How to restore the original sequence flatten by packed_pad_sequence?

Hi all,
I am a new pytorch user, I want to finsh a seq2seq model with pytorch.

def forward(self, input, len_list, encoder_lstm1_h_c=None, decoder_lstm1_h_c=None):
    _, idx_sort = torch.sort(len_list, dim=0, descending=True)
    _, idx_unsort = torch.sort(idx_sort, dim=0)
    input = input.index_select(0, Variable(idx_sort).cuda())
    len_list = list(len_list[idx_sort])

    input = nn_utils.rnn.pack_padded_sequence(input, len_list, batch_first=BATCH_FIRST)

    out_put_encoder_lstm1, encoder_lstm1_h_c = self.encoder_lstm_1(input, encoder_lstm1_h_c)
    out_put_decoder_lstm1, decoder_lstm1_h_c = self.decoder_lstm_1(out_put_encoder_lstm1, decoder_lstm1_h_c)

    out_put_padding = nn_utils.rnn.pad_packed_sequence(out_put_decoder_lstm1, batch_first=BATCH_FIRST)
    out_put_resorted = out_put_padding[0].index_select(0, Variable(idx_unsort).cuda())
    out_put = self.fc_1(out_put_resorted.view(-1, self.hidden_size_decoder_1*2))

    return out_put

my problems are:
(1) before forward function , I padding all of my sentence as the length of the longest sentence in corpus with number 0. Forward function return to me a local-longest in a batch, when I use nn.CrossEntropyLoss loss, could I use ignore_index = 0 and don’t masked again? If not , How to mask?
(2) In my test function, predictions and labels_batch_list are padding with number 0 , I try to ’ if one_word_tag[0] != 0:’ to mask, but there are some mistake,. Then I try to use packed_pad_sequence to restore the original sequence, but the result is a sequence flatten by this function, How can I restore it ?
(in my batch, there are 64 variable length sentences, they are mixtured by packed_pad_sequence)

for step, (batch_x, batch_lables, len_list) in enumerate(test_loader):
predictions_max_len = len_list.max()
labels_max_len = MAX_SENT_LEN
x_batch = Variable(batch_x).cuda()
labels_batch = batch_lables.cuda()
predictions = my_model.forward(x_batch, len_list)
predictions = torch.argmax(predictions, 1).view(-1, predictions_max_len, 1)

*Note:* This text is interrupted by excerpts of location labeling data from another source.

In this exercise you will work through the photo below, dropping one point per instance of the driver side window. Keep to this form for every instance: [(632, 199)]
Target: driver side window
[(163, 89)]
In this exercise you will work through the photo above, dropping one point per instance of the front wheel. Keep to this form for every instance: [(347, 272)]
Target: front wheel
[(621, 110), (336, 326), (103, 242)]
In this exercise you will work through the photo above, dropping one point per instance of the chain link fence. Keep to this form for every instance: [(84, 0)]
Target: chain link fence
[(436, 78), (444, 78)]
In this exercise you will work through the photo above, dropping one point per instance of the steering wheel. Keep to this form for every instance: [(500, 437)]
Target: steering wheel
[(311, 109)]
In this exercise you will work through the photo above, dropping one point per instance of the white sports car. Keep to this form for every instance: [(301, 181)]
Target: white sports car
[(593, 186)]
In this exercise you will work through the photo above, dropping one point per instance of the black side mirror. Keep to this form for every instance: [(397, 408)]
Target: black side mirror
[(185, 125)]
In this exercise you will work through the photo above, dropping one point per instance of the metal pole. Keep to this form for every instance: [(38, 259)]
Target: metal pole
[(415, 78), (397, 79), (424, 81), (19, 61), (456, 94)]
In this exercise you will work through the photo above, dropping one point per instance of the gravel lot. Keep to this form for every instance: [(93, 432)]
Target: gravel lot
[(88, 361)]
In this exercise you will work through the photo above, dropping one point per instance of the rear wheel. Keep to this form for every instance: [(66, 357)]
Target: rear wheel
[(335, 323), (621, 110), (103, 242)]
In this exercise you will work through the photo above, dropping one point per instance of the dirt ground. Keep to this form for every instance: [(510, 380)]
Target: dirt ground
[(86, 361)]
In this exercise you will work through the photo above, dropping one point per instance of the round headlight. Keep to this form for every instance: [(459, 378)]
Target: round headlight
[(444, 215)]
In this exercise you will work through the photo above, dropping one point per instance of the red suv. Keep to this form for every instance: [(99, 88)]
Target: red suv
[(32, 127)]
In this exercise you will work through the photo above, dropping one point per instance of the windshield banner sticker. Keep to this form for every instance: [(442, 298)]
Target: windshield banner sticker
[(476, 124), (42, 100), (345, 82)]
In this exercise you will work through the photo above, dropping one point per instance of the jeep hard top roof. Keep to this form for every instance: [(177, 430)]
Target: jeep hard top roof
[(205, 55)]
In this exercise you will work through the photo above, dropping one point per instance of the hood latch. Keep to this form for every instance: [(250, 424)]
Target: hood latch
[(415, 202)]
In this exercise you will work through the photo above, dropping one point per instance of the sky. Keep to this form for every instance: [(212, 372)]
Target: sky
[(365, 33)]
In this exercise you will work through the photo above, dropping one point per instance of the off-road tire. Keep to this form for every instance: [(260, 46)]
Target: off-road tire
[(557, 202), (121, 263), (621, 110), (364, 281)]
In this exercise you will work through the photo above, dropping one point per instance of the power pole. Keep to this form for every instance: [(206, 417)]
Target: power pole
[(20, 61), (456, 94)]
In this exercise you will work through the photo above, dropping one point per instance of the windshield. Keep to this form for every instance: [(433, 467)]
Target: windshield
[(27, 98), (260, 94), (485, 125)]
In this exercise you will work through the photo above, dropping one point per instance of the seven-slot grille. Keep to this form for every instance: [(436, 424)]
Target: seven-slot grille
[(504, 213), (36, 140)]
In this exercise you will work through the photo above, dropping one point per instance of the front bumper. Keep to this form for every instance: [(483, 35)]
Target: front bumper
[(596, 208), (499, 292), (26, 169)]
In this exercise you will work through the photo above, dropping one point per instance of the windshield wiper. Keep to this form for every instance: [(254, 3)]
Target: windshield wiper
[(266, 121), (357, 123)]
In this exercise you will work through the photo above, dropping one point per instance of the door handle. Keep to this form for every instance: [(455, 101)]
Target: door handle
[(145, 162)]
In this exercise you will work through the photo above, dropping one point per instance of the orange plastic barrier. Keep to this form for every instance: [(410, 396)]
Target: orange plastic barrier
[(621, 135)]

        labels_batch_list = labels_batch.tolist()
        predictions_list = predictions.tolist()
        assert (len(labels_batch_list) == len(predictions_list))
        for i in range(len(labels_batch_list)):
            t_tag = []
            p_tag = []
            result = []

            for one_word_tag in labels_batch_list[i]:
                if one_word_tag[0] != 0:
                    t_tag.append(tag_index2word_dic[one_word_tag[0]])
            for one_word_tag in predictions_list[i]:
                if one_word_tag[0] != 0:
                    p_tag.append(tag_index2word_dic[one_word_tag[0]])

            result.append(t_tag)
            result.append(p_tag)
            result.append(seg)
            testresult.append(result)